Emily Proudman is kind of a mess - she's a aspiring actress who can hardly get a gig, and her aspirations always make her late to her actual temp job, so she gets fired. Her parents and her aren't what you'd call close. So needless to say, things are tough. Enter Scott Denny, a rich guy who needs someone to be a bit of a housekeeper at his second home in France, someone to spend time with his wife and sickly daughter, since he's always in London for work. Fortunately, Emily fits to bill. In fact, she perfect - no job, no money, few ties. And the house is basically a mansion, waterside, secluded - everything she could ever want. But the seclusion is a bit intense, and there's no cell service, and a weird set of rules. What exactly has she gotten herself into, and will she be able to get out?

The Safe Place is twisty and suspenseful. In fact, it's much more suspenseful and mysterious than thriller (as it's marketed). One of my first impressions of this book was the kind of vividly graphic self harm that happens through the book quite a few times. Graphic enough that I could feel it and it made me cringe. And I went into those scenes with no warning, so I highly recommend if that's a trigger for you - do not read this book. So, that was definitely one of my big issues with the story. I can deal with gore and graphic scenes, and I guess I can see how it fit with the character and their story, but it also felt unnecessary and sensational, which really bothered me. I don't enjoy problematic scenarios being used for shock value, and it felt like that's what was going on. It definitely wasn't something that added to the story or was ever really discussed.

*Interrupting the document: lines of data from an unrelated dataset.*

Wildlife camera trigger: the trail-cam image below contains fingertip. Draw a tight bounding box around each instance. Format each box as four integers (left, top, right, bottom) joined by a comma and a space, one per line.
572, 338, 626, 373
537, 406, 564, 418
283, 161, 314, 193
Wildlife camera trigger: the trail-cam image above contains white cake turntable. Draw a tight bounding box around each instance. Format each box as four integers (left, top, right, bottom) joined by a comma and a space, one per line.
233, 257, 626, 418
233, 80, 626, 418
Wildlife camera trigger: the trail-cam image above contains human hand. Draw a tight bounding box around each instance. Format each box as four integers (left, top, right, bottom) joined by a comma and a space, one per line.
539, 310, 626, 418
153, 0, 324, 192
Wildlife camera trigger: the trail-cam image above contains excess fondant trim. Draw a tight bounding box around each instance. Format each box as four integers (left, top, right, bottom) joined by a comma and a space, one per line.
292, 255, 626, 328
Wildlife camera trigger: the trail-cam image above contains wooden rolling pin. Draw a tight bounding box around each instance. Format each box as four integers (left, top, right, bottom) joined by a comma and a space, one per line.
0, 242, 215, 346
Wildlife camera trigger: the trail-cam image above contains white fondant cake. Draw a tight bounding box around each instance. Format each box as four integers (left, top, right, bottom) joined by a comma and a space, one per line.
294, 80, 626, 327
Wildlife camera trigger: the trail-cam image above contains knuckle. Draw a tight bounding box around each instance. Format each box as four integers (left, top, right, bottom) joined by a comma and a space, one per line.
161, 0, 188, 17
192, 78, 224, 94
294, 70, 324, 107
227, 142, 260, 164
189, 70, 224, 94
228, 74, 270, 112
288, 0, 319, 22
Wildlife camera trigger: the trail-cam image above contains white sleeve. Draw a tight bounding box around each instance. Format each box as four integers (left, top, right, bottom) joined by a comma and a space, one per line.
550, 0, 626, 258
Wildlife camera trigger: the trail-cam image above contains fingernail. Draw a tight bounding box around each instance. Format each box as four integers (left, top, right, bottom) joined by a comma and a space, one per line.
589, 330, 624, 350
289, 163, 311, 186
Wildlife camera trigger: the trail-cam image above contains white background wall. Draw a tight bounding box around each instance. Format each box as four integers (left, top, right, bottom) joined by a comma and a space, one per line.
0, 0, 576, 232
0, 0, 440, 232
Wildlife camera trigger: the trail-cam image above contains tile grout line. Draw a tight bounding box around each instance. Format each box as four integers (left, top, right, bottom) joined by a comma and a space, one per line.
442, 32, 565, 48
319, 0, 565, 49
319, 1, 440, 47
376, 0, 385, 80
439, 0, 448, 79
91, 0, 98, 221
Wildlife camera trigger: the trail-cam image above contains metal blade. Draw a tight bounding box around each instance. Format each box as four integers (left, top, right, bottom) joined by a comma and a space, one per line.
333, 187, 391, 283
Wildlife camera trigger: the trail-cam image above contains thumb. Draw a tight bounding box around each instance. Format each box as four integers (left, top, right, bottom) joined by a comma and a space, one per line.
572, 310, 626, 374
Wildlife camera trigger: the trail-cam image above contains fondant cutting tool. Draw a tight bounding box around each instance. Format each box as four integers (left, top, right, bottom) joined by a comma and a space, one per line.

Besides those graphic depictions, the story was quite a slow burn, which was fine but was also just really slow, as in slower than I'd ever expected. I wanted things to happen that would really pull me in and instead I often found myself being really bored. I also found the flirtatiousness and weird romance to be another piece of the book that didn't really add to the storyline.

I did like, however, the final outcome of the book. I was worried it may go in a different direction, would honestly would have left me pissed. Instead it seemed like the best ending to actually wrap up the story, but that's where things really sped up in comparison to the rest of the book, and I wish the ending could have been better developed and delivered. I needed more to happen, and I just finished the story really feeling disappointed. The novel just had really weird highs and lows in terms of speed.

"If you wait around for other people to approve your decisions, you'll be waiting a long time. Approve them yourself. Be proud of yourself." - The Safe Place, Anna Downes

For me, this was another book that used sensationalism to try and tell a story and ended up falling a bit flat and problematic. The book had potential, but was really delivered in a way that didn't make the most sense.

Goodreads rating: ★★★☆☆

*Thanks to Netgalley for the digital review copy. All opinions are entirely my own.